Il existe des films qu'il est impossible de transposer par écrit, et Stay fait partie de ces rares expériences exclusivement réservées au cinéma. C'est-à-dire qu'une bonne partie de sa trame et de sa construction sont dépendantes de la mise en scène et du montage. Le scénario assez simple intrigue dès le départ : un homme dépressif annonce à son psy qu'il va se suicider 3 jours plus tard. Celui-ci va tout faire pour en connaître les raisons et essayer de l'en empêcher, mais va faire des rencontres pour le moins étranges.

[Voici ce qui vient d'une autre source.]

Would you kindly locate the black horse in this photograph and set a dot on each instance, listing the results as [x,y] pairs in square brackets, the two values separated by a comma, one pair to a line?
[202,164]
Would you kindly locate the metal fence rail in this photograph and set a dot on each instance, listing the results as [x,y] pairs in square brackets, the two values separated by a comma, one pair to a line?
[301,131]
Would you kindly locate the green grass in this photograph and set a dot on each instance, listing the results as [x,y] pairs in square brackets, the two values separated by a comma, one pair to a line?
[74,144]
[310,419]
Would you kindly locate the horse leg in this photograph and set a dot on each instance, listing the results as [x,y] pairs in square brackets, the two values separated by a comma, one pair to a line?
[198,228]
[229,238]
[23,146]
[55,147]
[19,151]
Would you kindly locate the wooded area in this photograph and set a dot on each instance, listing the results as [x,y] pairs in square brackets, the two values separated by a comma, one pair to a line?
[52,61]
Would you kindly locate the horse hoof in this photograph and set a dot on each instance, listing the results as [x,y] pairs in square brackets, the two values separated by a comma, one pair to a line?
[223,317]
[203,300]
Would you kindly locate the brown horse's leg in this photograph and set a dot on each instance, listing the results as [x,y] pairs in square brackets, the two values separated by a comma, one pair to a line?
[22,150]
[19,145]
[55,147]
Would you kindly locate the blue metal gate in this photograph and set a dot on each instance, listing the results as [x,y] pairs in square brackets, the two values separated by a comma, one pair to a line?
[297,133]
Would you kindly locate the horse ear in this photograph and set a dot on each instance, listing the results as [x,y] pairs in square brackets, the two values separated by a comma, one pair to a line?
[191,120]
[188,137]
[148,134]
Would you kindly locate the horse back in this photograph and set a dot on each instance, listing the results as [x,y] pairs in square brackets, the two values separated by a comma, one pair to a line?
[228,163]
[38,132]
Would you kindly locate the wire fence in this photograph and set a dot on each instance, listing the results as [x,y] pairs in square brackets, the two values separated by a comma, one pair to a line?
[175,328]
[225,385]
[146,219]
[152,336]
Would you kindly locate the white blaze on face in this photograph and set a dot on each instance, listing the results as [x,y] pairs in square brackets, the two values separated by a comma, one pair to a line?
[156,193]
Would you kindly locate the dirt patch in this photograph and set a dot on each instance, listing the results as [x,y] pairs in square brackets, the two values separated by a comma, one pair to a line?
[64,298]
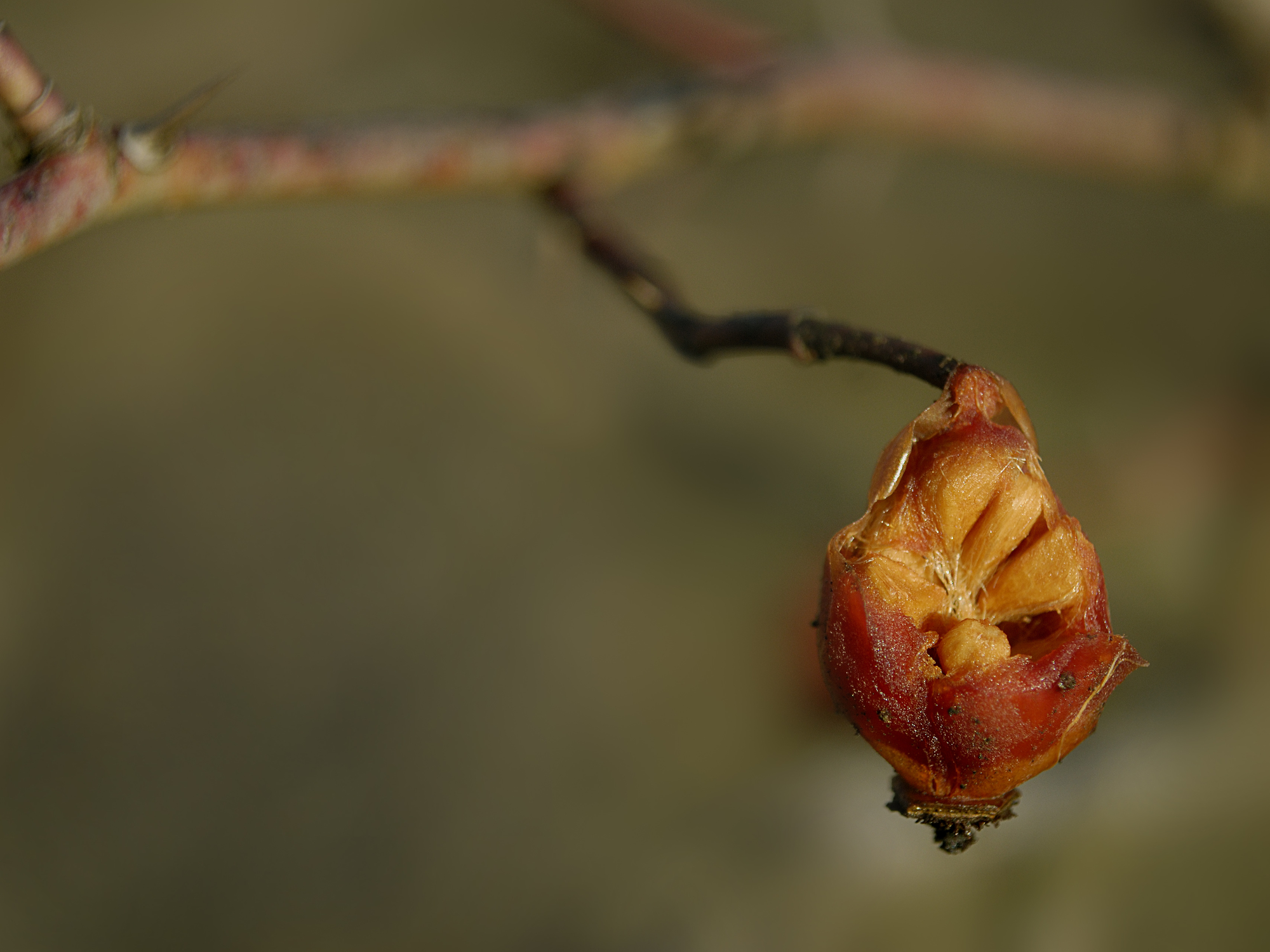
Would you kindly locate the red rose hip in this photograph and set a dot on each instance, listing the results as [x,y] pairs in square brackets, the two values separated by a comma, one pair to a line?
[963,621]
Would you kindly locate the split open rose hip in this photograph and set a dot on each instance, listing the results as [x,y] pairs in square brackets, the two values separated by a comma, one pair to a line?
[963,621]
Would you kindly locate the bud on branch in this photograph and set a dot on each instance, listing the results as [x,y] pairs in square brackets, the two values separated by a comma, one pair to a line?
[963,621]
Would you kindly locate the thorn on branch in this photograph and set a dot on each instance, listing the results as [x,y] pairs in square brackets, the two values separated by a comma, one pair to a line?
[44,119]
[699,337]
[149,145]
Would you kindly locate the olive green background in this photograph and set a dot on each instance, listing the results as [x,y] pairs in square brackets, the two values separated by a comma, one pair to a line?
[373,577]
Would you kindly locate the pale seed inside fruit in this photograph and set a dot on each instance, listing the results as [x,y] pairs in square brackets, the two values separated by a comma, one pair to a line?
[972,647]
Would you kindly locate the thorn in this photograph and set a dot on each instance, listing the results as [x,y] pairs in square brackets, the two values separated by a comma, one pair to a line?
[150,144]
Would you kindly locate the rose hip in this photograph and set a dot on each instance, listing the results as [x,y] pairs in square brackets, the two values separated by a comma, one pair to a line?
[963,621]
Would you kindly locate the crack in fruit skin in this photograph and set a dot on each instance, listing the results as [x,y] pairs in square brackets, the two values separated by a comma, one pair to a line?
[963,623]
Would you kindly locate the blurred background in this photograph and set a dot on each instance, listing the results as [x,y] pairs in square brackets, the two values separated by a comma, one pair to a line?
[374,578]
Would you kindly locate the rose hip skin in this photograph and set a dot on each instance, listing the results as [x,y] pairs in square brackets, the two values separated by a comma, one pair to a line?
[965,623]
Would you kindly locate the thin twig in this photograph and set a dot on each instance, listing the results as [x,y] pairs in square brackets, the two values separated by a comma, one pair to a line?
[699,337]
[1140,138]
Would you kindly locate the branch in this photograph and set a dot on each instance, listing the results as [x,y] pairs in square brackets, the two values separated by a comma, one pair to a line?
[699,337]
[90,173]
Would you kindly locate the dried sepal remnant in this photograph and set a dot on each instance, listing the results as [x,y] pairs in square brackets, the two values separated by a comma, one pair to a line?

C'est également un bijou de mise en scène et d'ambiance. Certaines scènes sont visuellement tellement belles que je me demande encore comment un réalisateur peut avoir de si bonnes idées. Les gens qui n'ont pas aimé le film (ou pire : qui le critiquent parce qu'ils ne l'ont pas compris) qualifient souvent cette mise en scène de prétentieuse. J'ai beau me torturer l'esprit, je ne comprends pas comment on peut utiliser cet adjectif pour qualifier le travail d'un cinéaste. "Prétentieux" signifierait que le réalisateur aime utiliser tous ces talents et ses idées pour "montrer tout ce qu'il sait faire". Et alors ? N'est-ce pas l'un de leurs buts ? Si je vais au cinéma, c'est en partie pour admirer tout le savoir-faire de certains artistes comme Lars von Trier ou Terrence Malick qui sont souvent les cibles de ce genre de critiques. Pourtant mince : s'ils savent manier la caméra et s'ils ont de brillantes idées de réalisation, je veux évidemment voir tout ça, et pas me taper une mise en scène banale sous prétexte que ça fait plus modeste. D'autant qu'ici, cette mise en scène et le brillant montage (très impressionnant) sert totalement le bon déroulement du film. Mais passons. Stay offre des transitions fluides entre les scènes grâce à des artifices visuels magnifiques et brillants (comme de ceux qu'on a pu voir ensuite dans Mr Nobody). La fin du film, notamment, dispose d'un montage excellent, afin de donner à cette histoire toute sa dimension émotionnelle. Le film a également une atmosphère efficace, à la fois sombre et poétique, renforcée par les personnages troublés et troublants que j'ai adoré suivre pendant 1h40.